Composer & violinist Jessica Moss shares new album
Max Richter, Hilary Hahn, Jessica Moss
Phosphenes is the first album in three years from the acclaimed composer-violinist and features the “Contemplation Suite” requiem on Side One, her most formally modern/post-classical work.
Prior to her electroacoustic solo career, Jessica Moss was best known for her 15-year tenure in agitprop postpunk band Thee Silver Mt. Zionand as a founding member of the avant-Klezmer ensemble Black Ox Orkestar, alongside contributions to dozens of recordings by the likes of Carla Bozulich, Vic Chesnutt, Basia Bulat, Roy Montgomery, Big|Brave and Sarah Davachi.
The title of the resolute, heart-rending new album by composer/violinist Jessica Moss could not be better chosen. Moss is by now a seasoned practitioner of immersive isolation music; across three previously acclaimed solo records of minimal and maximal post-industrial contemporary composition, her acoustic, amplified, looped, distorted and electronically-shifted violin is the raw material for deeply expressive, palpably haunting, wholly committed longform compositions. Phosphenes is the most incisive and inexorable music Moss has made to date, inscribing halos of refracted light out of deep solitude and hermitic darkness with especially solemn determination and intensity.
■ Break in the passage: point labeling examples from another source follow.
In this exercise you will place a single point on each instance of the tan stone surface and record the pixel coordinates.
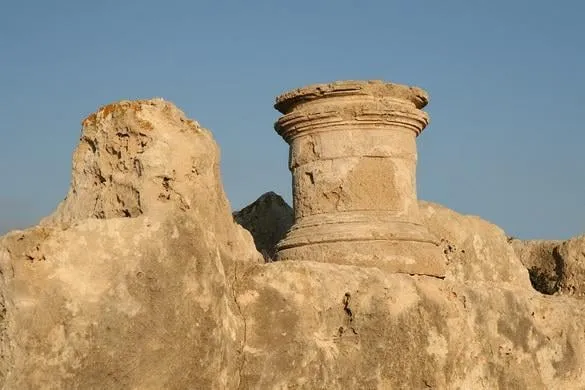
(268, 219)
(327, 326)
(476, 249)
(117, 291)
(353, 160)
(542, 260)
(142, 280)
(556, 267)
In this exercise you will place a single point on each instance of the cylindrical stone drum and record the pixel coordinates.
(353, 161)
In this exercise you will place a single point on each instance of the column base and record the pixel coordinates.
(395, 247)
(410, 257)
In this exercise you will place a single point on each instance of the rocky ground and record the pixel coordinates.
(142, 279)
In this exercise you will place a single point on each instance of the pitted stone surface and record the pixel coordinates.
(353, 160)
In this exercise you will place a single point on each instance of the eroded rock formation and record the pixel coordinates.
(268, 219)
(141, 279)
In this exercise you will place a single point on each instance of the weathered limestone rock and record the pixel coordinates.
(129, 284)
(267, 219)
(141, 279)
(542, 260)
(572, 266)
(353, 161)
(327, 326)
(556, 267)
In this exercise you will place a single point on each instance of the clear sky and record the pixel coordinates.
(506, 79)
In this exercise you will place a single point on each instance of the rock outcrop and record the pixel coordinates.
(555, 267)
(142, 279)
(268, 219)
(130, 283)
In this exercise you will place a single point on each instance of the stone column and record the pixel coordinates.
(353, 161)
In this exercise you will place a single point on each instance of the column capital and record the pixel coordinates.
(362, 104)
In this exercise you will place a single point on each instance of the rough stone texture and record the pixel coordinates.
(142, 280)
(353, 160)
(477, 250)
(541, 258)
(556, 267)
(326, 326)
(267, 219)
(129, 284)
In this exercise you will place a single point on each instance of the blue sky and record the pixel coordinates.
(506, 80)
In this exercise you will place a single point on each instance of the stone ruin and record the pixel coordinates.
(353, 161)
(142, 279)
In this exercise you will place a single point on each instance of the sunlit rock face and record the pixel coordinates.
(142, 279)
(130, 283)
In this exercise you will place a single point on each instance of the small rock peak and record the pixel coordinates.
(268, 218)
(136, 156)
(142, 110)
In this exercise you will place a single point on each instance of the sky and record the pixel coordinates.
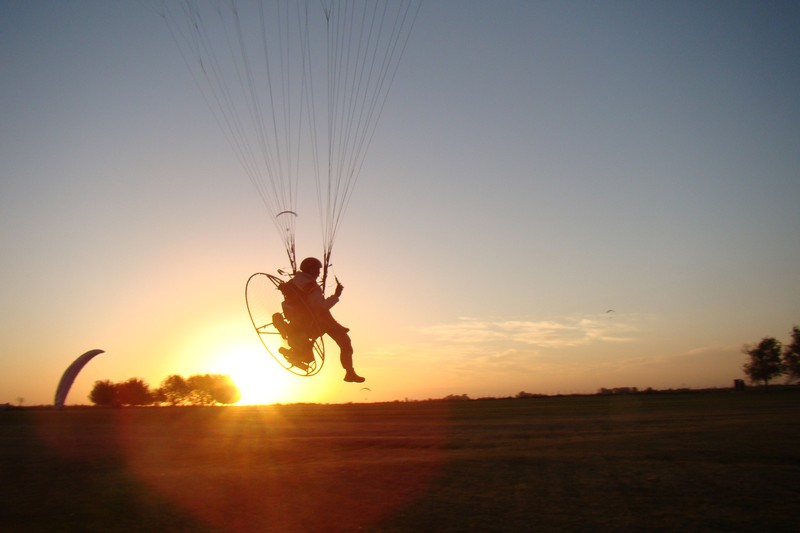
(560, 197)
In the three-movement “Contemplation Suite” on Side One, Moss exquisitely navigates consonance and dissonance, patiently building from single notes to harmonic clusters and melodic voicings. Violin amplification is deployed to activate overtones, pitch-shifts, live overdubbing and layered depth-of-field. Based on a four-note sequence that sets whole tones against one another, this is a bona fide requiem the finds Moss at her most instrumentally naturalistic, measured, and modern. With its musical focus squarely on the notes and intervals, shaped by her through-composed stylistic playing and performance, the “Contemplation Suite” is Moss’s most formally accomplished post-classical work—and an irrefutably powerful lament.
Side Two unfolds in a more portentous vein: “Let Down” is marked by cavernous octave-dropped arco and pizzicato, providing a gothically-inflected substratum upon which plangent wordless vocal invocations and cumulative gyres of violin melody unfurl. “Distortion Harbour” grinds with noisier grit, tracing a tremendous arc of darkwave crescendo, also shot through with vocal calls, and intensified by strobing power electronics: Moss at her harrowing maximalist best. Both songs highlight Moss’s ambient-metal, ethereal-noise sensibility and her distinctive palette of industrial-inflected signal-bending—a reminder of why she’s also been a go-to player for the likes of Big Brave, Oiseaux-Tempête and Zu in recent years. Album closer “Memorizing & Forgetting” is inarguably the most tender and overtly touching song in Jessica’s oeuvre: a keening lullabye of sorts, on which she plays piano, violin and guitar, joined by Julius Lewy in a lustrous ambient vocal duet.